Zucker has more than satire on his mind, though. In addition to shooting down a simplistic film genre, he aims to celebrate the geographic and cultural diversity of the real world. ``Social Studies'' can thus be enjoyed as a parody, an act of movie criticism, and a sort of ultimate ``Nova'' episode, all at the same time.
The movie grew from two experiences Zucker had a few years ago: visiting Europe for the first time, and taking a job in an educational film library. The trip abroad gave him a new perspective on art and shook up his ideas on culture in general. By contrast, his new job put him in touch with a kind of well-meaning but often clumsy cinema that struck him as visually stilted and -- more important -- verbally biased in favor of parochial and self-serving viewpoints.
Fascinated with the gap between non-American cultures and their feeble reflection in so many 16-mm films, Zucker started collecting educational movies. He also traveled a lot, filming images and recording sounds that either contradicted or ``rhymed'' with material in his files.
Eventually he fashioned ``Social Studies'' from a combination of footage he shot himself (around 80 percent of the finished film) and ``found'' material. Most of the images are paired with unrelated sounds, often to comic effect, as when people of one land perform an ethnic dance to music of a widely differing culture. The result is a set of continually surprising contrasts -- not only between different peoples, but also between different cinematic styles (personal vs. institutional) and different ways of conveying information (visual vs. verbal).

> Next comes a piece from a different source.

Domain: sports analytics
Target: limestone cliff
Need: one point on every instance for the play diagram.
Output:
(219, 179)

Although it has plenty of ironies and even laughs, ``Social Studies'' is at heart a very serious essay. Indirectly but purposefully, Zucker addresses a series of issues that he spells out in notes to the film: relationships between ``exoticism'' and poverty, cultural diversity and Westernization, wanderlust -- the urge ``to observe and look out'' on our planet -- and rampant tourism, ``a world full of pointing cameras.'' On its deepest level, ``Social Studies'' even has a mournful current running through it, as Zucker measures his ``sense of searching'' against the realization that other cultures must always elude full understanding and participation.

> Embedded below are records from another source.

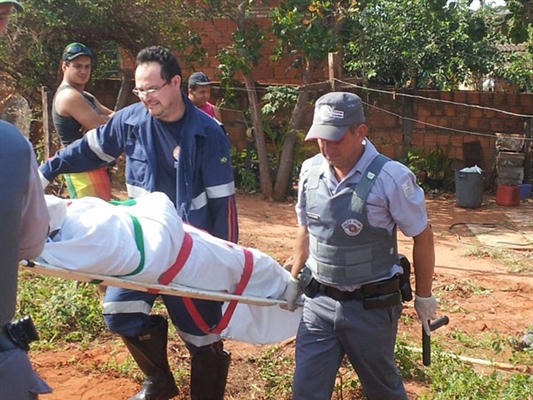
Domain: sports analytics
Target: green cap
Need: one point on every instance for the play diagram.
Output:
(15, 3)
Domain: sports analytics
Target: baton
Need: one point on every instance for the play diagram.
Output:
(426, 339)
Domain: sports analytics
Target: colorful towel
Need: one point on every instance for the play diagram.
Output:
(94, 183)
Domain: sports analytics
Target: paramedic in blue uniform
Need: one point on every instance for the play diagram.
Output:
(23, 229)
(172, 147)
(351, 200)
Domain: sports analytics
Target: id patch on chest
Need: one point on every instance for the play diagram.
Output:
(352, 227)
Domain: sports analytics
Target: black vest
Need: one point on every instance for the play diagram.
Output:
(344, 248)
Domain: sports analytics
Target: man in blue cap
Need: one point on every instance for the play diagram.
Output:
(351, 199)
(200, 92)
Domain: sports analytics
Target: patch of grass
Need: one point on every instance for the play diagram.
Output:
(486, 341)
(515, 261)
(453, 379)
(467, 288)
(276, 369)
(62, 310)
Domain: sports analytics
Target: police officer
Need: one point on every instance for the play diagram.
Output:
(351, 200)
(23, 229)
(171, 147)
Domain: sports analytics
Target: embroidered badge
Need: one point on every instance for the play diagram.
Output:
(325, 112)
(408, 188)
(352, 227)
(176, 152)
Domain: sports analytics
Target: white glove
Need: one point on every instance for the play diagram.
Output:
(425, 308)
(291, 294)
(44, 181)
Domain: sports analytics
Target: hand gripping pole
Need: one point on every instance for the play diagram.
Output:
(426, 339)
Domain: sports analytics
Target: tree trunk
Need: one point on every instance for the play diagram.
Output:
(284, 173)
(259, 134)
(125, 89)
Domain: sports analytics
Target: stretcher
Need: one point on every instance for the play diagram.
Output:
(41, 267)
(145, 246)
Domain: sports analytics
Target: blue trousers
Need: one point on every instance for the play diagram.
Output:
(18, 380)
(330, 329)
(127, 313)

Still, the movie strikes me as more celebration than cerebration, despite its complexities and subtexts. This is because Zucker's enthusiasm for film -- aided by a vigorous shooting and editing style -- leads him to unify his cultural observations into an aesthetic whole, if not a sociological one. The worlds of people and of cinema may be dizzying in their diversity, as he suggests, but art has the power to lend them at least a semblance of order. By providing that semblance, Zucker has given us a ``one-world collage'' that's as universal as it is provocative.
Although an offbeat work like ``Social Studies'' isn't likely to show up at your neighborhood movie palace, it has been shown -- since its premi`ere last May at the Collective for Living Cinema in New York -- in a number of places, including the Boston Film and Video Foundation, the Los Angeles Film Forum, Pacific Film Archives in Berkeley, Calif., and P.S.1 in New York. Its most recent screening, also in New York, took place last night at the Museum of Modern Art as part of the ongoing Cineprobe series.